In Part 6, Rushdie uses mythic, elevated language to describe the goings-on in Jahilia, his fictionalized Mecca. A central character in this part is Hind, the wife of Karim Abu Simbel and a kind of embodiment of the goddess Al-Lat. Rushdie describes Hind in terms of vivid hyperbole:
[...] the people forgave her her promiscuity, they turned a blind eye to the stories of Hind being weighed in emeralds on her birthday, they ignored rumors of orgies, they laughed when told of the size of her wardrobe, of the five hundred and eighty-one nightgowns made of gold leaf and the four hundred and twenty pairs of ruby slippers.
The notions of "five hundred and eight-one nightgowns," "being weighed in emeralds," and "four hundred and twenty pairs of ruby slippers" are all deeply hyperbolic. But they also spotlight the way hyperbole can blur into myth. Exaggeration can be a helpful tool of mythic world-building because it presents reality as more fantastical than it actually is; it removes the story slightly from the parameters of ordinary life. Exaggerating something is often one way to make it feel more mythic, as, indeed, the people of Jahilia who tell these stories about Hind seem to understand. This kind of exaggeration also spotlights the way myth makes space for the fact that deeply strange or hyperbolic stories sometimes hold more truth than familiar, rational events.

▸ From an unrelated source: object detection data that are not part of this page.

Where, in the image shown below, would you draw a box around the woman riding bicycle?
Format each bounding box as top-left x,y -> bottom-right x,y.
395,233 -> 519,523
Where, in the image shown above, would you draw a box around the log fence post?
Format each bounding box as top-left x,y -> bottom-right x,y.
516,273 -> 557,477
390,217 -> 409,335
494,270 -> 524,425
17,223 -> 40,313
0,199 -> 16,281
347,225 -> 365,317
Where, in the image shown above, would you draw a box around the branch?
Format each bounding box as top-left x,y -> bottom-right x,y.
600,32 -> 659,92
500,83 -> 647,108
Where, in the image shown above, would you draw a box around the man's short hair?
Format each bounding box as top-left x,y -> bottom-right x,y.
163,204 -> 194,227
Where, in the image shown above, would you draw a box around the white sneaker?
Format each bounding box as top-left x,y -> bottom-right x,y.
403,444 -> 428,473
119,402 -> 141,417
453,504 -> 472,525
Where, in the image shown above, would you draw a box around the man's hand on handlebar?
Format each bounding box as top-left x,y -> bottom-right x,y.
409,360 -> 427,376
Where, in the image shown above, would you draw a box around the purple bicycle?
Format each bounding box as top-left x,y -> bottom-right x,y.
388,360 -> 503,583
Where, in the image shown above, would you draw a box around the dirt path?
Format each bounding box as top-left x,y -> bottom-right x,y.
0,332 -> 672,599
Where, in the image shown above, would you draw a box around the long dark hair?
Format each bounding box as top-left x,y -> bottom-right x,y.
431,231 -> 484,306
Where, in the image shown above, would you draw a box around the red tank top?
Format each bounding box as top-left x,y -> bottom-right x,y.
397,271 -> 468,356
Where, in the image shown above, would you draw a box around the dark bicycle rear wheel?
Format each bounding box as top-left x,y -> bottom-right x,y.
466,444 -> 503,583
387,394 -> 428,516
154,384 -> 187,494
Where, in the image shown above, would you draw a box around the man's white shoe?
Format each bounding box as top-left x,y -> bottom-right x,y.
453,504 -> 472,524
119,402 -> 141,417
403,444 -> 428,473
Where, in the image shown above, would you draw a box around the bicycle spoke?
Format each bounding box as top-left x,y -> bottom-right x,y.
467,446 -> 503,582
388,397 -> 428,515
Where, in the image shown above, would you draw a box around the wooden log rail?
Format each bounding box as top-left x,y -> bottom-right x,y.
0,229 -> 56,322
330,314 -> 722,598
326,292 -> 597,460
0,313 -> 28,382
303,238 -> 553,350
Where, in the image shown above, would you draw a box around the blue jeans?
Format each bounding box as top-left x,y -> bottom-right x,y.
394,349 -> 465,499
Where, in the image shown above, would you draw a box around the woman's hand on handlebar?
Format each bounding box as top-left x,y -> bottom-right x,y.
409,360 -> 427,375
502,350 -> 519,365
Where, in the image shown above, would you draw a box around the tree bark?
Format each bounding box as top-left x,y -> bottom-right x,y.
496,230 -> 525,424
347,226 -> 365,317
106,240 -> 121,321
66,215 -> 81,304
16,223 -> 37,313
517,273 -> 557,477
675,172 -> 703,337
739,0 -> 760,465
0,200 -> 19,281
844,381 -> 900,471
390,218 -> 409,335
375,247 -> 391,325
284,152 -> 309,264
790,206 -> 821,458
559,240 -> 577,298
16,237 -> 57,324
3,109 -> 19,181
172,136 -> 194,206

In the beginning of Part 7, Rushdie uses hyperbole and alludes to Shakespeare's Othello to describe Saladin's affection for English culture:
Of the things of the mind, he had most loved the protean, inexhaustible culture of the English-speaking peoples; had said, when courting Pamela, that Othello, 'just that one play,' was worth the total output of any other dramatist in any other language, and though he was conscious of hyperbole, he didn't think the exaggeration was very great.
This passage is one of a few instances in which Rushdie alludes to Othello. Here, Saladin speaks of the play hyperbolically, but he both recognizes his opinion as hyperbolic and explains that he actually doesn't "think the exaggeration [is] very great." Othello recounts the story of a Moorish general, Othello, who is tricked by a character named Iago into believing his wife Desdemona has been unfaithful to him; after murdering Desdemona, Othello finds out the truth and subsequently dies by suicide. The Satanic Verses loosely follows a similar plot: after Saladin tricks Gibreel into believing Allie has been unfaithful, Gibreel murders her and then kills himself. In this reading, Saladin would be Iago, Gibreel would be Othello, and Allie would be Desdemona.
This alignment is important because it reveals both Saladin's and Rushdie's attitudes toward race and Englishness. In Shakespeare's play, Othello is Black and Iago is White. In The Satanic Verses, Gibreel is loyal to his Indian heritage, while Saladin seeks to disavow them in favor of rigid Englishness—particularly during his decades-long feud with his father. Matching the narrative of Othello to that of The Satanic Verses allows Rushdie to interrogate the ways in which race and nationality influence contemporary understandings of (and biases around) good and evil.